20 novembre 2014, 12h30–14h00
Toulouse
Salle MF 323
Brown Bag Seminar
Résumé
This paper turns to intermediate import dependence and proposes a relatively simple and tractable framework to examine how real devaluations affect firms' export decisions, their export performance, as well as aggregate trade flows. The model accommodates some well documented facts on the characteristics of exporters while taking into account trade in intermediate inputs, which is a salient part of global trade flows and more specifically the dependence on foreign intermediates which is an important feature of the verticalization of the production process at a global scale. The theoretical framework extends the seminal paper of Melitz (2003) by introducing trade in intermediate inputs and waiving the symmetry assumption, allowing countries to be different along several relevant dimensions.
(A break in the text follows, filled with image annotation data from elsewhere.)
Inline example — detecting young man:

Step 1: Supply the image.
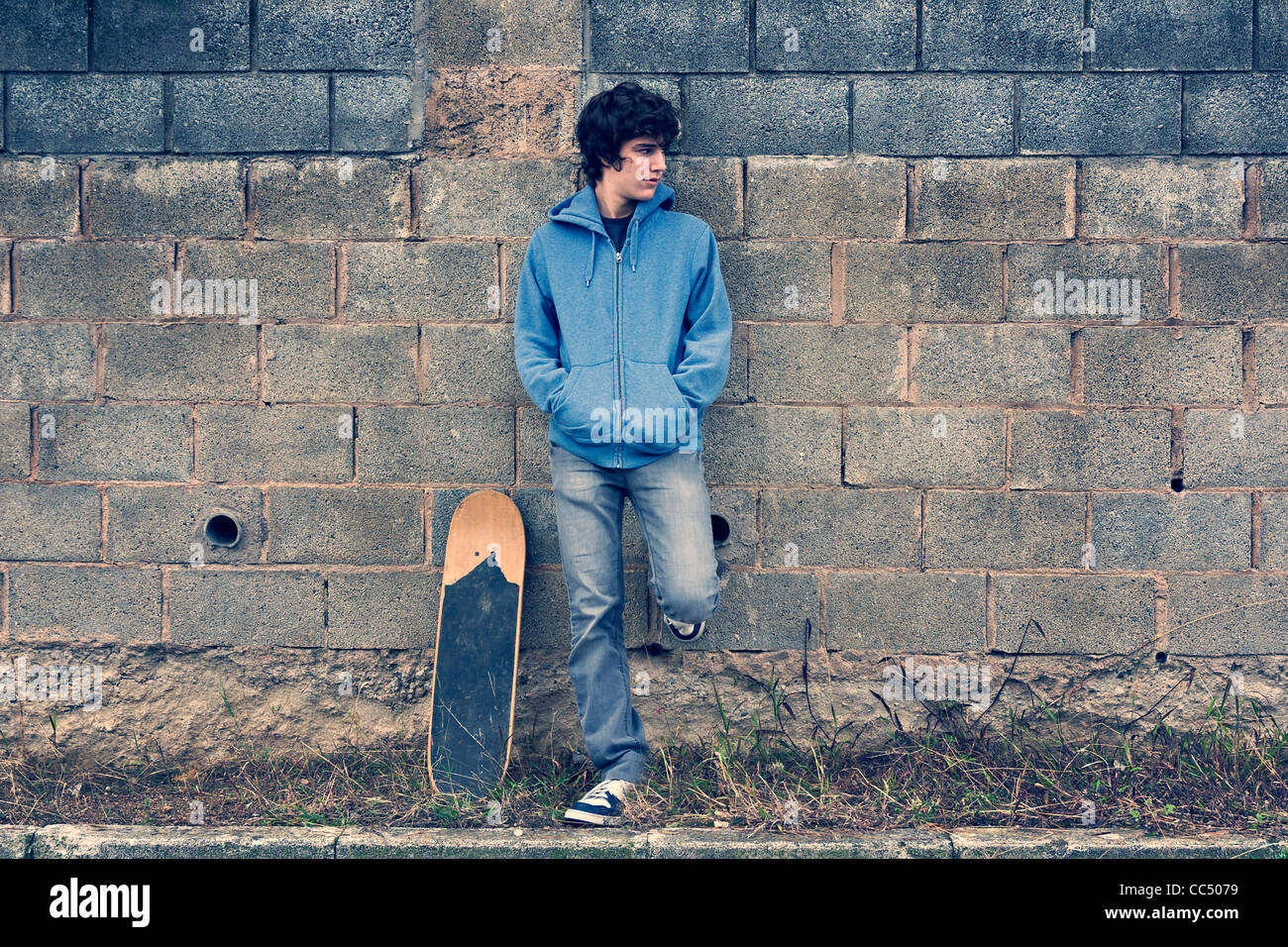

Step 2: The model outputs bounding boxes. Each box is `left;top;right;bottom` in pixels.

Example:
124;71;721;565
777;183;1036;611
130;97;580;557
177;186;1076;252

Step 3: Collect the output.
514;81;733;824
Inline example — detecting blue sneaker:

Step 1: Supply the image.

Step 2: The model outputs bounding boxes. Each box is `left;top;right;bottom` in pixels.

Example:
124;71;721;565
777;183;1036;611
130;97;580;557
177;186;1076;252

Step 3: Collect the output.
564;780;635;826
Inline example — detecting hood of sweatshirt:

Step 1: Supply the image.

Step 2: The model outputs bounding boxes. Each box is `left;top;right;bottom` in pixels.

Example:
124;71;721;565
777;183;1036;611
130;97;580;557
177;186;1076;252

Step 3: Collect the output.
548;181;675;286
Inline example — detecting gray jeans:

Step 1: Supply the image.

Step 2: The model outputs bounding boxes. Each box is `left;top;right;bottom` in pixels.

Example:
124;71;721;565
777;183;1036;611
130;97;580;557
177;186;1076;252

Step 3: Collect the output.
550;443;720;783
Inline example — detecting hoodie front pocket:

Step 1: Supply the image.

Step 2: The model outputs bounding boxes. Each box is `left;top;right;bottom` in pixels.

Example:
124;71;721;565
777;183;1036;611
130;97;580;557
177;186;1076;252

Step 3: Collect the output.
622;359;697;454
550;360;614;443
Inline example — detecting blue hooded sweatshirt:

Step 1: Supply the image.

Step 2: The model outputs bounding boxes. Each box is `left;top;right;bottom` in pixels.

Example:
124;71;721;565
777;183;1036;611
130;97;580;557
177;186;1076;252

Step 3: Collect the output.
514;183;733;468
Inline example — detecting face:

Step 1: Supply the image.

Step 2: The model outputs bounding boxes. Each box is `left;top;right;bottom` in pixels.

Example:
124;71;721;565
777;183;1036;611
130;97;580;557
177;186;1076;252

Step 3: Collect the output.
601;136;666;201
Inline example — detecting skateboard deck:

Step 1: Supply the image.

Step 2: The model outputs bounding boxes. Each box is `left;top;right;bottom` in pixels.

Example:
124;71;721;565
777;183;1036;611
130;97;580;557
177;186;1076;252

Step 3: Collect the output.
429;489;527;796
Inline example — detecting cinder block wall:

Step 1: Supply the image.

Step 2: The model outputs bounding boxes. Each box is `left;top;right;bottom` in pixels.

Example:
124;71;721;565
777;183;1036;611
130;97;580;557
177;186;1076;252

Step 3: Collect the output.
0;0;1288;757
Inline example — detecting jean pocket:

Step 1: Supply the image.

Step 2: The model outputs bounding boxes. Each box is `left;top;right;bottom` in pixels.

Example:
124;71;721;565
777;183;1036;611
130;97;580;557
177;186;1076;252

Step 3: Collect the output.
622;360;697;454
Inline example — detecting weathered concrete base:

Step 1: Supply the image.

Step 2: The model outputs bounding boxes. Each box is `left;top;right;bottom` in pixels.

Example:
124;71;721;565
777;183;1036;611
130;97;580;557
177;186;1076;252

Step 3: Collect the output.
0;644;1288;763
0;824;1288;858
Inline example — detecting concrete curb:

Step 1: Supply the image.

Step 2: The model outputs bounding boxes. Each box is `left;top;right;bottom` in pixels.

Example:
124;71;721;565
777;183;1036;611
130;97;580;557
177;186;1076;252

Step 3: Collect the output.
0;824;1288;858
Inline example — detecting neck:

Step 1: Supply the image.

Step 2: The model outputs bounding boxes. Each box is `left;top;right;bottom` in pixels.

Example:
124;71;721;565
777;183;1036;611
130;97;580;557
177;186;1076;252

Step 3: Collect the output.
595;180;636;217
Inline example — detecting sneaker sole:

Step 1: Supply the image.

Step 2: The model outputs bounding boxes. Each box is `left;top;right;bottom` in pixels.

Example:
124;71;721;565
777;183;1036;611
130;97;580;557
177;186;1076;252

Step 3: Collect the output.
564;809;622;826
669;622;707;642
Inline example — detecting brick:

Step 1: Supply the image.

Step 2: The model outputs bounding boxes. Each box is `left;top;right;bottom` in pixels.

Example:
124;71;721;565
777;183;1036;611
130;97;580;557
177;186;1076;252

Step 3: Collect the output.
845;243;1002;322
1185;73;1288;155
1012;411;1171;489
1258;158;1288;237
993;575;1156;655
103;322;259;401
751;322;905;402
420;322;531;404
0;322;94;401
911;325;1070;403
702;404;841;485
196;404;353;483
747;158;906;240
589;0;751;72
422;0;582;67
854;74;1014;155
424;67;577;161
845;406;1006;487
104;485;268;566
255;0;415;69
14;241;174;320
171;74;331;154
0;0;89;72
756;0;917;72
7;74;164;154
1082;326;1243;404
93;0;250;72
0;402;31;479
1091;491;1252;571
913;158;1074;240
1087;0;1252;72
1254;326;1288;404
0;483;99;562
419;158;570;237
36;404;192;480
252;156;411;239
1082;158;1243;240
0;158;80;237
718;240;832;321
183;241;335;321
921;0;1082;72
760;489;921;569
1254;0;1288;69
662;571;823;652
1006;243;1168;325
168;569;326;648
268;487;425;566
1019;74;1193;155
1177;244;1288;322
332;74;413;151
1167;576;1288;656
265;326;416;403
1261;493;1288;570
923;489;1083;570
89;158;246;237
684;76;850;155
827;573;984;655
344;241;496;322
326;571;440;650
518;407;550;483
1185;408;1288;488
357;406;514;484
9;566;161;642
662;156;746;239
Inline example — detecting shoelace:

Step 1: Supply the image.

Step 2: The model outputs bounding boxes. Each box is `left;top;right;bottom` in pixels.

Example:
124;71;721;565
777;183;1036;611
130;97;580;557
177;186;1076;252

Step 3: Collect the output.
587;781;620;802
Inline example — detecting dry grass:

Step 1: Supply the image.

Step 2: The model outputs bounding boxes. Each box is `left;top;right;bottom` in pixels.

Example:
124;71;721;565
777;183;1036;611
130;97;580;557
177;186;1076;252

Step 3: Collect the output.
0;633;1288;837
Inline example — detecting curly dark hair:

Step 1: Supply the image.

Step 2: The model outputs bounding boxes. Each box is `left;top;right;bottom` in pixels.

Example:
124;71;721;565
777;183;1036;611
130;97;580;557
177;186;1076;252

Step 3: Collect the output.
577;78;680;184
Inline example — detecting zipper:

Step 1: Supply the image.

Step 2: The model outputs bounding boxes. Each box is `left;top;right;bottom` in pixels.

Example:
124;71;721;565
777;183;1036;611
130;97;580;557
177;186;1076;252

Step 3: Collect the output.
613;245;630;467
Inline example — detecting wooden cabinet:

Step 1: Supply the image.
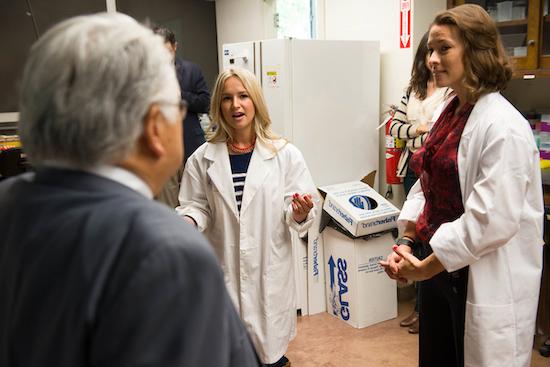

The main prediction of the model is that in the presence of trade in intermediate inputs, a country's relative dependence on imports of intermediates and the relative use of domestic versus foreign intermediates in the final production process (with respect to its trade partners) arise as key determinants of the firms' export status and export performance. In this context, exchange rate movements, or in general movements of relative prices, may yield results that come at odds with the predictions of traditional theories. The model provides conditions for which devaluations in fact deteriorate the devaluing country's relative cost-competitiveness, leading to a loss of export revenue and a negative adjustment along the extensive margin of trade.